CPU Type AMD Athlon XP, 2000 MHz (15 x 133) 2400+
CPU Alias Thoroughbred-B
CPU Stepping B0
Instruction Set x86, MMX, 3DNow!, SSE
L1 Code Cache 64 KB
L1 Data Cache 64 KB
L2 Cache 256 KB (On-Die, Full-Speed)
CPU Physical Info
Package Type 453 Pin PGA
Package Size 4.95 cm x 4.95 cm
Transistors 37.6 million
Process Technology 6Mi, 0.13 um, CMOS, Cu
Die Size 84 mm2
Core Voltage 1.50 - 1.65 V
I/O Voltage 1.6 V
Typical Power 44.0 - 64.0 W (depending on clock speed)
Maximum Power 48.5 - 74.3 W (depending on clock speed)
Company Name Advanced Micro Devices, Inc.
Product Information http://www.amd.com/us-en/Processors/ProductInformation/0,,30_118,00.html
February 3rd, 2005, 07:15 AM
Make sure that you have to cooler fitted properly if you are in doubt have local repairshop inspect the fitting. It should only take them a few seconds to find the problem.
February 4th, 2005, 03:44 PM
I wounldent worry about it. Its an AMD CPU, they are hot, thats just about normal heat for an AMD, it shold stop somewhere at 70-80 degrees Celcuis, and now that you bought that new big advanced cooler you shouldnt have a problem!
AMD CPU's are allways hot, they are however faster then Intel CPU's. The best alternatives if you want it to stay colder is water cooling or ehm... whatever those are called... well its like a freezer basicly.. keeps your CPU at about -14 degrees C
If you are unsertain however, you should contect wherever you bought the computer parts and explain the problem
Real Programmers use C since it's the easiest language to spell
February 4th, 2005, 10:39 PM
It's called liquid nitrogen.
February 5th, 2005, 05:27 PM
I have an amd xp 2600+, it runs at about 35C with the stock amd fan.

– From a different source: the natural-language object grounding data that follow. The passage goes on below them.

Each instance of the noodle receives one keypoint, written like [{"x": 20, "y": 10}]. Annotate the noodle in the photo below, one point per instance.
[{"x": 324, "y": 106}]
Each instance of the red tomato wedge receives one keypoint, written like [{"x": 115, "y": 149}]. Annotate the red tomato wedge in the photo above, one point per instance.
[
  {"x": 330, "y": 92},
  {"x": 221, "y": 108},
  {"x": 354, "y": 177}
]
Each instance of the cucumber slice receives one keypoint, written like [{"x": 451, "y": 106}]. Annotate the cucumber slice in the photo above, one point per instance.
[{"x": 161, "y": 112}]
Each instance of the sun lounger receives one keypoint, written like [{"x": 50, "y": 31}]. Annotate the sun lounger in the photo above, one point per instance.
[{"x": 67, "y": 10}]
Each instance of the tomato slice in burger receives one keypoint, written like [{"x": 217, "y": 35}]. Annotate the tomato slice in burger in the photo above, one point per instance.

Are you overclocking it? do you have a case fan?
February 5th, 2005, 09:19 PM
im not overclocking it and I do not have a case fan..
I have removed one side of the case completely though
February 6th, 2005, 12:28 AM
You have a large fan running at full speed, that may be a problem.
It's possible to cause cavitation at high fan speeds.
Sometimes less is better.
50c is not at all normal for an AMD and in fact you can expect to get only half the expected life out of your CPU if it continues at that temp.
35 to 40c is more like it and even that can be reduced, using nothing more than standard industrial electrical thermal paste.
No need to waste money on things like artic silver.
How sure are you that that temp monitor is accurate? Have you checked PC health in your bios to see what it reports?
If you've tried everything else and you're sure the contact and airflow are good, try washing the entire heatsink in alcohol to remove any manufacturing oils or varnish.
Even the oils from your hand can impair the cooling efficiency.
Use a clean paper towel to hold it while you reassemble.